O'Connor gives the Senators a tall, lanky prospect that they hope will make fans forget about Ben Bishop.  But Bishop remains an ominous reminder about the danger of trading young goaltenders – especially within your own division. The Senators were well aware of the risk they took with trading Lehner to the Buffalo Sabres.
Murray has heard all of the criticism about his handling of Bishop at the trade deadline in 2013. Sending Bishop to the Lightning in exchange for Cory Conacher and a fourth-round pick seems like one of the most lopsided deals in recent memory. Still, that experience of sending Bishop to Tampa didn't deter Murray from shopping Lehner to Buffalo.

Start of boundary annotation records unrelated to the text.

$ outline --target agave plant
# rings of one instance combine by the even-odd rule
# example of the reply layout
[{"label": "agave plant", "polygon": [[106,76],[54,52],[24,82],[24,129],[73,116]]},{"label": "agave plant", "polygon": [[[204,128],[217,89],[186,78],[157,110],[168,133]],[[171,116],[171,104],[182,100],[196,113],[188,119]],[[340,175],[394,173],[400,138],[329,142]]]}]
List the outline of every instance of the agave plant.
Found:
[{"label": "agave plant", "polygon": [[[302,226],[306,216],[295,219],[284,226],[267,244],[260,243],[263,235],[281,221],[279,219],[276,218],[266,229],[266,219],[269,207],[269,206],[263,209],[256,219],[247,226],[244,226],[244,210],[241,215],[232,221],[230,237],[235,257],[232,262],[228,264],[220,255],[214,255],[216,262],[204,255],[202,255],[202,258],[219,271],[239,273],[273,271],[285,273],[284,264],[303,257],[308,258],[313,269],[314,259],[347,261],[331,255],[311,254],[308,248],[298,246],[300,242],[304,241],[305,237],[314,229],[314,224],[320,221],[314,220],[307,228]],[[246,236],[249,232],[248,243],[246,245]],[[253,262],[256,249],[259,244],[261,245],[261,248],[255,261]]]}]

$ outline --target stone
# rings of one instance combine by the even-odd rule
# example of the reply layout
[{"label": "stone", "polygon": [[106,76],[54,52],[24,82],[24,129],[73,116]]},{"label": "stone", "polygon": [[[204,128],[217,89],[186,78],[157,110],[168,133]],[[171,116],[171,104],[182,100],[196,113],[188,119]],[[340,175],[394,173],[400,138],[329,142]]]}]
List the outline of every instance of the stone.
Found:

"I did it in the conference with Ben Bishop and I knew Ben was a good goalie. I really liked Ben as a person, but to be fair to the player, you have to give him a chance to go somewhere and have a career," explains Murray. "It's not my job to bury guys. It's my job to give guys a chance if they don't have an opportunity with our organization."
Murray's preference was to try and get Robin Lehner out of the conference. He had extended conversations with new Oilers GM Peter Chiarelli about Lehner, knowing that Edmonton was actively pursuing a goaltender.

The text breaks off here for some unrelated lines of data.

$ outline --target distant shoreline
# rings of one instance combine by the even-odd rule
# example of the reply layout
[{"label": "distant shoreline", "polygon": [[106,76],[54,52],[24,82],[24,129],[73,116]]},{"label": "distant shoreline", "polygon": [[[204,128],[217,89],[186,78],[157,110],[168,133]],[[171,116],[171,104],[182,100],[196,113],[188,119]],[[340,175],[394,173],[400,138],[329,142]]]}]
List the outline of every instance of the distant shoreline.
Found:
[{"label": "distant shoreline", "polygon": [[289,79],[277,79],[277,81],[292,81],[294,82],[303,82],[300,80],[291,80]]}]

"I got an offer from Edmonton. We talked long and hard, but the return we got from Buffalo was a first-round pick," Murray said. The Oilers, apparently, were only willing to offer a second-round pick in return for Lehner.  
So the Senators had a decision to make: Get Lehner out of the conference for a smaller return or take a first-round pick and trade a goalie within the division. The Senators were enamored with NCAA prospect Colin White, who they felt they could get with the 21st pick overall from Buffalo. Once they were confident in being able to draft someone of White's calibre in that spot, they pulled the trigger on the deal with Buffalo.

"We got Colin White, who is going to be a top player in our organization down the road. If we made a mistake in trading within the division, then we made a mistake in trading him," Murray said. "But I think we're going to be fine. Buffalo is going to end up with a good goaltender and hopefully, we'll end up with a better goaltender."